Partition toggling: a compliance hack under pressure

When the purge backlog grew faster than we could process it, the fix was not a faster purge job. It was using the database topology we already had.

PCI compliance requires purging payment instruments and verification data within a set time window. As Expedia’s payment platform onboarded more brands and the CIT/MIT framework increased the volume of stored instrument records, our purge jobs were constantly racing to keep up.

Then SQL Server patching took the jobs offline for a few days. When they came back, the backlog was growing faster than we could process it. We were days away from falling out of compliance.

The constraint

The purge jobs competed for database resources with our production API. Running them harder meant degrading the booking path. Running them during off-peak hours only was not enough to close the gap. We needed a way to dramatically increase purge throughput without impacting live traffic.

Seeing the topology differently

I pulled the numbers and noticed three things. The performance impact of the purge job fell primarily on GET calls. Over 95% of GET requests for a saved instrument happened within 24 hours of the POST. And our older database partitions still had capacity to accept new registrations.

This meant we could redirect new registrations to a different partition each week, then run aggressive purge jobs on the partition that was no longer receiving new writes. The 95% of reads that happened within 24 hours would hit the active partition. Only the 5% from reporting applications (not in the booking path) would cross partitions.

The risk

This had never been done before. Moving registrations between shards meant the cross-partition token master dependency would be exercised in a way it had not been tested at scale. I documented the risk, wrote the rollback procedure, and ran a pre-mortem review with the team.

The outcome

The deployment went smoothly. Registration latency had a slight bump from the cross-partition dependency, but stayed within SLOs. Within the first week, running the purge job at 4x throughput for longer windows cleared the backlog entirely. We moved registrations back to the primary partition and documented the entire procedure.
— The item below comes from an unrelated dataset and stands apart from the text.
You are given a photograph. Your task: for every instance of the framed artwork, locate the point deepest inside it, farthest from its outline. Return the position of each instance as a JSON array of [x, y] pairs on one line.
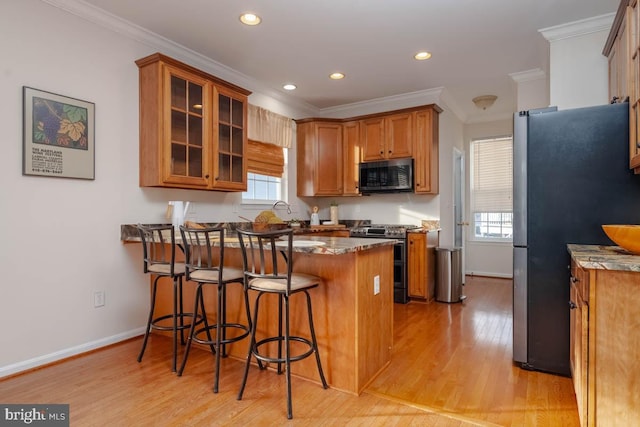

The procedure was used once more when we needed to reindex certain tables, proving the pattern was reusable beyond the original emergency.

The longer arc

This experience also made it clear that our purge architecture was not going to scale with the platform’s growth trajectory. I proposed migrating to DynamoDB with TTL-based purging, eliminating the purge jobs entirely. That became a multi-quarter project. Even with only a subset of clients onboarded to the new system, we hit SLOs that were 50% tighter than the original service. The projected RDS cost savings alone were over $1.4M per year.

Sometimes the right response to an emergency is a clever workaround. But if the emergency reveals a structural problem, the workaround should come with a proposal for the real fix.